Farewell; it is not seemly for me to hold farther converse with a man at this
unwonted hour.”



“May the saints guard thee, gracious Lady!” replied the peasant;
“but oh! if a poor and worthless stranger might presume to beg a
minute’s audience farther; am I so happy? the casement is not shut; might
I venture to ask—”



“Speak quickly,” said Matilda; “the morning dawns apace:
should the labourers come into the fields and perceive us—What wouldst
thou ask?”



“I know not how, I know not if I dare,” said the young stranger,
faltering; “yet the humanity with which you have spoken to me
emboldens—Lady! dare I trust you?”



“Heavens!” said Matilda, “what dost thou mean? With what
wouldst thou trust me? Speak boldly, if thy secret is fit to be entrusted to a
virtuous breast.”



“I would ask,” said the peasant, recollecting himself,
“whether what I have heard from the domestics is true, that the Princess
is missing from the castle?”



“What imports it to thee to know?” replied Matilda. “Thy
first words bespoke a prudent and becoming gravity. Dost thou come hither to
pry into the secrets of Manfred? Adieu. I have been mistaken in thee.”
Saying these words she shut the casement hastily, without giving the young man
time to reply.



“I had acted more wisely,” said the Princess to Bianca, with some
sharpness, “if I had let thee converse with this peasant; his
inquisitiveness seems of a piece with thy own.”

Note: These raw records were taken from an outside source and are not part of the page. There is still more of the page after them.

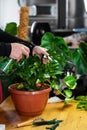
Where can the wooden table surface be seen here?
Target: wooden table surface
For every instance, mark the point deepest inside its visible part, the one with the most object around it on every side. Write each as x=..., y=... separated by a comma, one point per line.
x=73, y=119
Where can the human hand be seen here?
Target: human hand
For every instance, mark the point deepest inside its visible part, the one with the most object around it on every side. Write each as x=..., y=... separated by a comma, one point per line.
x=40, y=52
x=18, y=50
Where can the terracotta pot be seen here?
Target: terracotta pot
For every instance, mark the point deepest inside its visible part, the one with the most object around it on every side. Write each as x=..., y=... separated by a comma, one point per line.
x=29, y=103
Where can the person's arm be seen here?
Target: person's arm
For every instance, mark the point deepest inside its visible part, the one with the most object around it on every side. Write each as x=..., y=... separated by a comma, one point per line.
x=5, y=49
x=8, y=38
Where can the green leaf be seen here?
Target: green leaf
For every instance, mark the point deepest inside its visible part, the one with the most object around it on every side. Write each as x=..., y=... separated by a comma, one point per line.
x=70, y=81
x=79, y=58
x=68, y=93
x=68, y=100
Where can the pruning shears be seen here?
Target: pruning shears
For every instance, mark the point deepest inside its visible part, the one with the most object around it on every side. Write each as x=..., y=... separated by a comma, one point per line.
x=41, y=121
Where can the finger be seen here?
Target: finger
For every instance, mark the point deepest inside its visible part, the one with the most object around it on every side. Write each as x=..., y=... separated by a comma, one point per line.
x=26, y=52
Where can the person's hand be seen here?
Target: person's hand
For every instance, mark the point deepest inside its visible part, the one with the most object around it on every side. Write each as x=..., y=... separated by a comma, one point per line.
x=40, y=52
x=18, y=51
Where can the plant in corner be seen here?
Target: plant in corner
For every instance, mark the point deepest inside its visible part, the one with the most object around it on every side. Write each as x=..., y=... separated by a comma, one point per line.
x=37, y=77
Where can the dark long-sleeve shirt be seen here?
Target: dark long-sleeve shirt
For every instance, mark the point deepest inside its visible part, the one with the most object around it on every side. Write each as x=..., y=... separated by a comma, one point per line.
x=6, y=40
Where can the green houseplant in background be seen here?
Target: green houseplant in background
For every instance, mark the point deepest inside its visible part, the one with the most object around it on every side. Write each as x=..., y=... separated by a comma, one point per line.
x=34, y=74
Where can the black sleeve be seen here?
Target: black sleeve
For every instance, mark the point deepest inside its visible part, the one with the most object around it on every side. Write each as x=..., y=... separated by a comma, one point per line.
x=7, y=38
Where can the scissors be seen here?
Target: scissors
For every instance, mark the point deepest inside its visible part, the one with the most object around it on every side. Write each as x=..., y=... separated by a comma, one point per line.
x=40, y=122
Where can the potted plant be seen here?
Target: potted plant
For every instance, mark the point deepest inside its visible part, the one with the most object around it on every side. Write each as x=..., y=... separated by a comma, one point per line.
x=37, y=77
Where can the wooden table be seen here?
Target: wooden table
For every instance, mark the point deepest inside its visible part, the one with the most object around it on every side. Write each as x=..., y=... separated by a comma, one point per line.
x=73, y=119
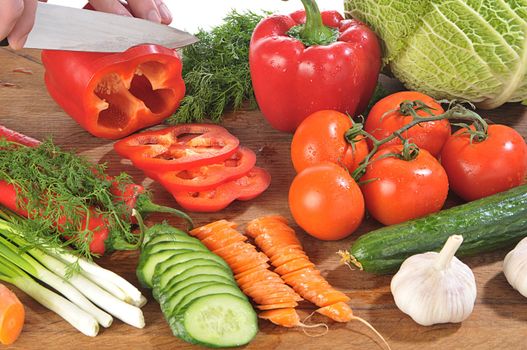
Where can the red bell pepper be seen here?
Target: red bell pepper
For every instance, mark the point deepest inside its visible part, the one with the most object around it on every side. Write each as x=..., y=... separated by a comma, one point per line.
x=244, y=188
x=179, y=147
x=326, y=63
x=207, y=177
x=132, y=195
x=111, y=95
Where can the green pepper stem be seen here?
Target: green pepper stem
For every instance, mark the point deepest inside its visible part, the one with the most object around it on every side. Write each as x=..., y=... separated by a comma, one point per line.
x=314, y=30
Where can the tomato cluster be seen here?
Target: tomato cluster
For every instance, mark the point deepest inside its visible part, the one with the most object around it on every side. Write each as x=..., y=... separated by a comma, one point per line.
x=201, y=165
x=403, y=163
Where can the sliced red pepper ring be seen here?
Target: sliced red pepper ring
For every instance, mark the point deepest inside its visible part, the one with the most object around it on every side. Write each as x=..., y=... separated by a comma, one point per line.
x=244, y=188
x=179, y=147
x=207, y=177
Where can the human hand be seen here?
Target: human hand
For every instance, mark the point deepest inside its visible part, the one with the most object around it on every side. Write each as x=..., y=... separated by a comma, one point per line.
x=18, y=16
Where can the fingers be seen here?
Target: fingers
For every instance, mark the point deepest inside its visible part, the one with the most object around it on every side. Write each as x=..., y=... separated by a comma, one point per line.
x=18, y=35
x=9, y=15
x=110, y=6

“It is not fit for me to argue with your Highness,” replied Bianca;
“but perhaps the questions I should have put to him would have been more
to the purpose than those you have been pleased to ask him.”



“Oh! no doubt,” said Matilda; “you are a very discreet
personage! May I know what you would have asked him?”

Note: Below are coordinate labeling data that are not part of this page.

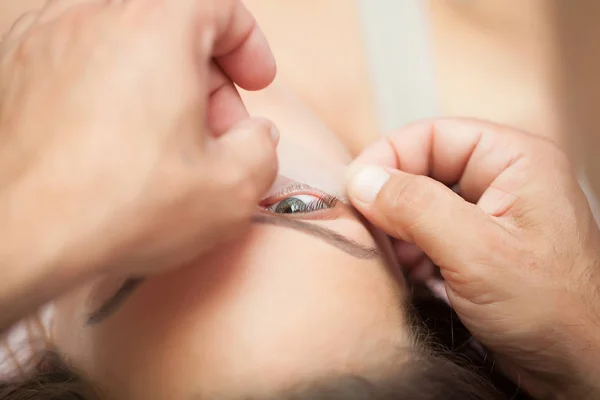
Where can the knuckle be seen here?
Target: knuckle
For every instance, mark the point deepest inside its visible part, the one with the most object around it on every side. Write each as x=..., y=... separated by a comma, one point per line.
x=407, y=195
x=406, y=202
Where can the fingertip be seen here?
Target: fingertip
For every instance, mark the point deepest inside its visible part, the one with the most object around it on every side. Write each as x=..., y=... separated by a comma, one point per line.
x=243, y=52
x=364, y=182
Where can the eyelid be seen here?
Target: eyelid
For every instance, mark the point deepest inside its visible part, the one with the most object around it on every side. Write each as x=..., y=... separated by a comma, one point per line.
x=296, y=189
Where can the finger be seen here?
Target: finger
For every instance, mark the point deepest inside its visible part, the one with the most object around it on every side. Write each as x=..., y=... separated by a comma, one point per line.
x=422, y=211
x=245, y=159
x=224, y=30
x=409, y=255
x=242, y=50
x=225, y=107
x=471, y=153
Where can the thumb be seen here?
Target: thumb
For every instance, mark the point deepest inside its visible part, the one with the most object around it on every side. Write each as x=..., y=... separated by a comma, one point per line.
x=420, y=210
x=247, y=154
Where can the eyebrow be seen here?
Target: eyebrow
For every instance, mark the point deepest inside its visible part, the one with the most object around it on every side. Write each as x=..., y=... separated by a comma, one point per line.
x=329, y=236
x=347, y=245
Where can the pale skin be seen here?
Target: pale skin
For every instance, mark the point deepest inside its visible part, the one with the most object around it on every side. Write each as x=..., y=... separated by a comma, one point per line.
x=410, y=208
x=273, y=308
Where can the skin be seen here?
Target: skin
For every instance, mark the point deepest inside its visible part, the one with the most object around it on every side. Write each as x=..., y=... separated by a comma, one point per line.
x=273, y=308
x=521, y=267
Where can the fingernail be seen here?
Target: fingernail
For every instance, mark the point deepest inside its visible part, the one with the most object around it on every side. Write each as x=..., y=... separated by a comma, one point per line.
x=366, y=183
x=275, y=134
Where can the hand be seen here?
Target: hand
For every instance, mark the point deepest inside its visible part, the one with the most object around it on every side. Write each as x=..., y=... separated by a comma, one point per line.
x=121, y=146
x=519, y=253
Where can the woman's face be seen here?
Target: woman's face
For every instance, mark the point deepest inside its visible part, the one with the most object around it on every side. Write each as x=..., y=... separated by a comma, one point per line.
x=305, y=293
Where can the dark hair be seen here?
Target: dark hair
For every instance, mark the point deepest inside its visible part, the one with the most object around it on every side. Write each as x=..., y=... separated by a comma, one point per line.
x=444, y=366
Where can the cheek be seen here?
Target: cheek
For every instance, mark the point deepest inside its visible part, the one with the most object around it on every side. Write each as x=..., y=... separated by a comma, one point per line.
x=11, y=10
x=276, y=306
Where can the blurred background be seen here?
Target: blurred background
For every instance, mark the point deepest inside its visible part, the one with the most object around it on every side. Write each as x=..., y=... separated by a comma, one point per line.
x=374, y=65
x=533, y=64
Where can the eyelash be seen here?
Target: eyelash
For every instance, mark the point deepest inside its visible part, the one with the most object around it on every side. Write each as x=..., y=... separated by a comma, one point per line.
x=323, y=201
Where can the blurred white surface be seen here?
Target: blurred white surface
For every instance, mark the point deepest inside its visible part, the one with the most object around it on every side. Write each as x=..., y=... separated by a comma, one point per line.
x=399, y=52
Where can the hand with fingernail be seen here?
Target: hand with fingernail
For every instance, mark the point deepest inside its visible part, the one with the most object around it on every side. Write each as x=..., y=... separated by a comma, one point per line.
x=124, y=145
x=519, y=251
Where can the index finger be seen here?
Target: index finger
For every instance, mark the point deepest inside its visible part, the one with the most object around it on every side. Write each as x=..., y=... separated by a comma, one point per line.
x=468, y=152
x=241, y=49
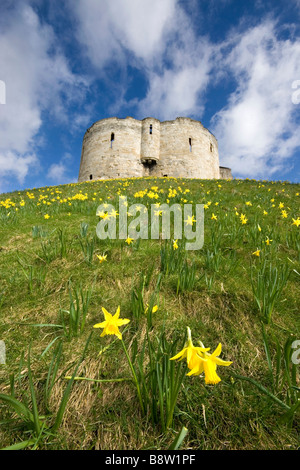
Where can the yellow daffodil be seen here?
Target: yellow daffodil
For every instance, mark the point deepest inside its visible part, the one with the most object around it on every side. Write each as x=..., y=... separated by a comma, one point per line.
x=101, y=258
x=243, y=219
x=190, y=220
x=190, y=352
x=296, y=222
x=268, y=241
x=207, y=364
x=154, y=309
x=111, y=324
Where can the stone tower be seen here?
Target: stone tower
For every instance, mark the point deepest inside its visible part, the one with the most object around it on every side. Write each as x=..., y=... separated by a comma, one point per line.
x=124, y=148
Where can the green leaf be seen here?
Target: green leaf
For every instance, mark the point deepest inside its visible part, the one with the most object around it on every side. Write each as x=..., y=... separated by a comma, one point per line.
x=179, y=439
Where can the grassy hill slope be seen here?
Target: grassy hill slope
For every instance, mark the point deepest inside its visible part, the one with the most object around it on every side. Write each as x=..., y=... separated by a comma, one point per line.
x=241, y=290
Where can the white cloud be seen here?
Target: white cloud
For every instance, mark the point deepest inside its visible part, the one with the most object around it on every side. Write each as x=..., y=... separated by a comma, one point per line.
x=155, y=37
x=17, y=165
x=109, y=28
x=38, y=80
x=257, y=131
x=59, y=173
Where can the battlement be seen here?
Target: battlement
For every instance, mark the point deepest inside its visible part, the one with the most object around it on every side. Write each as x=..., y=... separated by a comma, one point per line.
x=124, y=148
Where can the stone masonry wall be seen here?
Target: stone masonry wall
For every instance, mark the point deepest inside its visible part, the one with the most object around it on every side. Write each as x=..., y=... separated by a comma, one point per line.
x=123, y=148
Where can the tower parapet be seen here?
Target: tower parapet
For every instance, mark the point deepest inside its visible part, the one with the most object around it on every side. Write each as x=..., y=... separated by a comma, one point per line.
x=124, y=148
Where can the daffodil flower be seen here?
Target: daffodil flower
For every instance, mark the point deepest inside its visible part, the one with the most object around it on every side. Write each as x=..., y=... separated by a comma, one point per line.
x=207, y=364
x=296, y=222
x=190, y=352
x=111, y=324
x=101, y=258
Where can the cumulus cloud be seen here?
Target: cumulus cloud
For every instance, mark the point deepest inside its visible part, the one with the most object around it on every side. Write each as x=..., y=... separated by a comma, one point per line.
x=37, y=79
x=59, y=173
x=158, y=39
x=109, y=29
x=257, y=130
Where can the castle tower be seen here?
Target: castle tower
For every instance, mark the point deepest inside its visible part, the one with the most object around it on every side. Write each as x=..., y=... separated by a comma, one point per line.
x=124, y=148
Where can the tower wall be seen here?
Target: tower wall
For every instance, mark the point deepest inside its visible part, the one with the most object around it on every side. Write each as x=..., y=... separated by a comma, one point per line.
x=188, y=150
x=111, y=149
x=124, y=148
x=150, y=144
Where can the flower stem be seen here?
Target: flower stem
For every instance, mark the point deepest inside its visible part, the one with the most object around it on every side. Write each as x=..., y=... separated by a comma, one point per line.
x=134, y=377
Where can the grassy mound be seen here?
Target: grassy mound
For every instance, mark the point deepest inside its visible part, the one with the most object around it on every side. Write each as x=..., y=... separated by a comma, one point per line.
x=63, y=386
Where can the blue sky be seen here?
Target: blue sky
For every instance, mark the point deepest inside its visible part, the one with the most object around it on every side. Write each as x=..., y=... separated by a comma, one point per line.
x=234, y=65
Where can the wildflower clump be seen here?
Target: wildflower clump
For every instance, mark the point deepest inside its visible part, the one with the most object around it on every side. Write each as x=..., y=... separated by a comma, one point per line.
x=200, y=361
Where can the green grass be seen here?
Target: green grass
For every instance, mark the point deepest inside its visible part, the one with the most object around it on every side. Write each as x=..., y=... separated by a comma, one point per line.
x=52, y=288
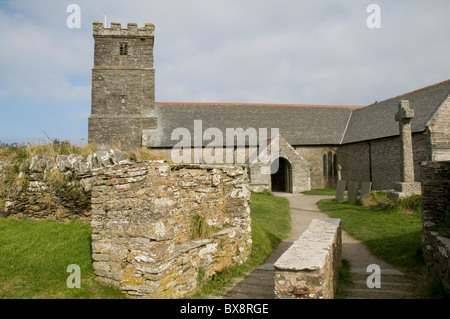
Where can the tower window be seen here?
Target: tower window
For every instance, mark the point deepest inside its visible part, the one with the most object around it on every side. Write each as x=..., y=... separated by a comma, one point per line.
x=123, y=49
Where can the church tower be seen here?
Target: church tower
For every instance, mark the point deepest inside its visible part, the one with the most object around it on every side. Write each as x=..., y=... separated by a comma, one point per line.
x=123, y=86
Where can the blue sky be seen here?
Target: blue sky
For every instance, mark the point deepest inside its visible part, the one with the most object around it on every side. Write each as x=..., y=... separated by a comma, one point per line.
x=247, y=51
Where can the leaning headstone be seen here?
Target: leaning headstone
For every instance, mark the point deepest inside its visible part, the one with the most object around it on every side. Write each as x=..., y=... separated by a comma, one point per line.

“A bystander often sees more of the game than those that play,”
answered Bianca. “Does your Highness think, Madam, that this question
about my Lady Isabella was the result of mere curiosity? No, no, Madam, there
is more in it than you great folks are aware of. Lopez told me that all the
servants believe this young fellow contrived my Lady Isabella’s escape;
now, pray, Madam, observe you and I both know that my Lady Isabella never much
fancied the Prince your brother. Well! he is killed just in a critical
minute—I accuse nobody. A helmet falls from the moon—so, my Lord,
your father says; but Lopez and all the servants say that this young spark is a
magician, and stole it from Alfonso’s tomb—”

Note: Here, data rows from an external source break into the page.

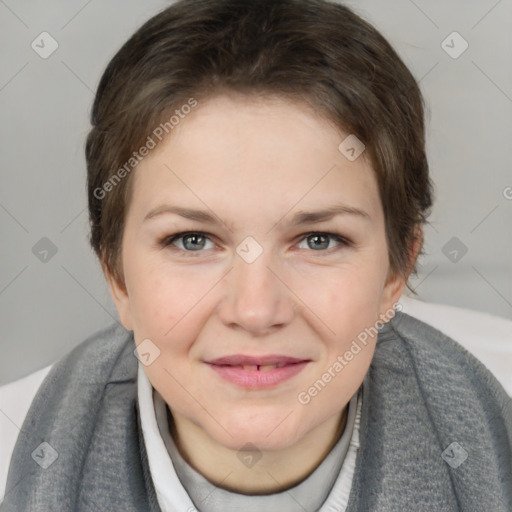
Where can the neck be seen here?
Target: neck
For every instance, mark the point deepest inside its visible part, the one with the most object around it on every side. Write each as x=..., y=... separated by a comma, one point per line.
x=275, y=471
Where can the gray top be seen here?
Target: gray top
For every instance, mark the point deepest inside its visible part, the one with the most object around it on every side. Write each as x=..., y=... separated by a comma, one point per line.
x=307, y=496
x=435, y=431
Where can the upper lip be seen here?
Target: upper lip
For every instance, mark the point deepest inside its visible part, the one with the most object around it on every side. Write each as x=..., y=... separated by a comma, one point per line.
x=243, y=360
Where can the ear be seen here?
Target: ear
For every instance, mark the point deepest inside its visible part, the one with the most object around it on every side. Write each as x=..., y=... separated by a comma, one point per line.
x=396, y=282
x=119, y=293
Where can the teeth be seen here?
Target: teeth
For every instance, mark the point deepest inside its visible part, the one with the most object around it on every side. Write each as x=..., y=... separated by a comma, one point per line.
x=262, y=368
x=267, y=367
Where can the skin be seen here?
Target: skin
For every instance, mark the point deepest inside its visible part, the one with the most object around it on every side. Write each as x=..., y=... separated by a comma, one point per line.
x=253, y=163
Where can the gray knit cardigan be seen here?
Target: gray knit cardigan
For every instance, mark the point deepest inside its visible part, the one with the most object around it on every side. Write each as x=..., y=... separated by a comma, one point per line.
x=436, y=431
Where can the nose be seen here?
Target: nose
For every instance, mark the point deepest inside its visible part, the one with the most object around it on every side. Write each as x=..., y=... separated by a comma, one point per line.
x=257, y=298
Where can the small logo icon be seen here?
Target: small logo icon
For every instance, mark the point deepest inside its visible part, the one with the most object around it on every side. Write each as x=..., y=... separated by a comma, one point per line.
x=146, y=352
x=44, y=250
x=454, y=45
x=351, y=148
x=45, y=455
x=249, y=249
x=249, y=455
x=454, y=455
x=454, y=249
x=44, y=45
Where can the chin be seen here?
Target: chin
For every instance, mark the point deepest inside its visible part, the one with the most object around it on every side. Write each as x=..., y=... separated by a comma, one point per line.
x=266, y=433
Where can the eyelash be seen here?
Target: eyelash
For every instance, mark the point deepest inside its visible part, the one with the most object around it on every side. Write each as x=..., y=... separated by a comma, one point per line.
x=168, y=241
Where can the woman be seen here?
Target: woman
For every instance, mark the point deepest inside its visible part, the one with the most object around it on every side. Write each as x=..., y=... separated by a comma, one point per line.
x=257, y=188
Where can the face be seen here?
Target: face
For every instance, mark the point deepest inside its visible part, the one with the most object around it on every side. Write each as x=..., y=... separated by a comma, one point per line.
x=228, y=251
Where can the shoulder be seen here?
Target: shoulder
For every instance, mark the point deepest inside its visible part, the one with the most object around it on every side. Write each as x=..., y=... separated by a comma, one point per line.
x=487, y=337
x=91, y=356
x=444, y=372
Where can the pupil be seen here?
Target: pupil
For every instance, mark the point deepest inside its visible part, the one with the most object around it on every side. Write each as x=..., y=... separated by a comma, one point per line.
x=316, y=238
x=195, y=245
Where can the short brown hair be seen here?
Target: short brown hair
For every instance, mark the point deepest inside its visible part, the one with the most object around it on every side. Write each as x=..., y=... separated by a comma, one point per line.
x=310, y=50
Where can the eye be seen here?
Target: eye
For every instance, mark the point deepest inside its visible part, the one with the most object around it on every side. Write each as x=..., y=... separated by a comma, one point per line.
x=319, y=241
x=195, y=241
x=190, y=241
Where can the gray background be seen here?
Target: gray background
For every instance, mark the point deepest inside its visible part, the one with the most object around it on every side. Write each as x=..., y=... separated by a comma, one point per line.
x=51, y=302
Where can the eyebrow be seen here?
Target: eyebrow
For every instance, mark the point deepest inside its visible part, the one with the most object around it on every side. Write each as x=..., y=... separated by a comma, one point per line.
x=298, y=219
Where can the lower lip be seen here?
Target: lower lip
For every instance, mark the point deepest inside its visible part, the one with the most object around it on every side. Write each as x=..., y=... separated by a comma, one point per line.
x=256, y=379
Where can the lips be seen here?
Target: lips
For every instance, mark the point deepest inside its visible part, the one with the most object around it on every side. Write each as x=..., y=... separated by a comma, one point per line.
x=256, y=372
x=255, y=363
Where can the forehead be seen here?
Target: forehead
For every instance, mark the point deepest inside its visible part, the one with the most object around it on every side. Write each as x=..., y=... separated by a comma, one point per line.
x=254, y=153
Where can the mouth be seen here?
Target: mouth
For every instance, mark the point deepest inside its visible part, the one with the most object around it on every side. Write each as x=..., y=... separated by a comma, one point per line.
x=257, y=372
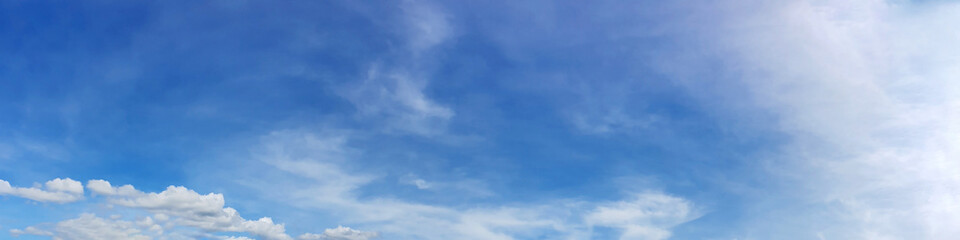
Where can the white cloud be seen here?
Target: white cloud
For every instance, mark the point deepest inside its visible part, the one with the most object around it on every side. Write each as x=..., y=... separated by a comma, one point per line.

“Have done with this rhapsody of impertinence,” said Matilda.



“Nay, Madam, as you please,” cried Bianca; “yet it is very
particular though, that my Lady Isabella should be missing the very same day,
and that this young sorcerer should be found at the mouth of the trap-door. I
accuse nobody; but if my young Lord came honestly by his death—”



“Dare not on thy duty,” said Matilda, “to breathe a suspicion
on the purity of my dear Isabella’s fame.”



“Purity, or not purity,” said Bianca, “gone she is—a
stranger is found that nobody knows; you question him yourself; he tells you he
is in love, or unhappy, it is the same thing—nay, he owned he was unhappy
about others; and is anybody unhappy about another, unless they are in love
with them? and at the very next word, he asks innocently, pour soul! if my Lady
Isabella is missing.”



“To be sure,” said Matilda, “thy observations are not totally
without foundation—Isabella’s flight amazes me. The curiosity of
the stranger is very particular; yet Isabella never concealed a thought from
me.”



“So she told you,” said Bianca, “to fish out your secrets;
but who knows, Madam, but this stranger may be some Prince in disguise? Do,
Madam, let me open the window, and ask him a few questions.”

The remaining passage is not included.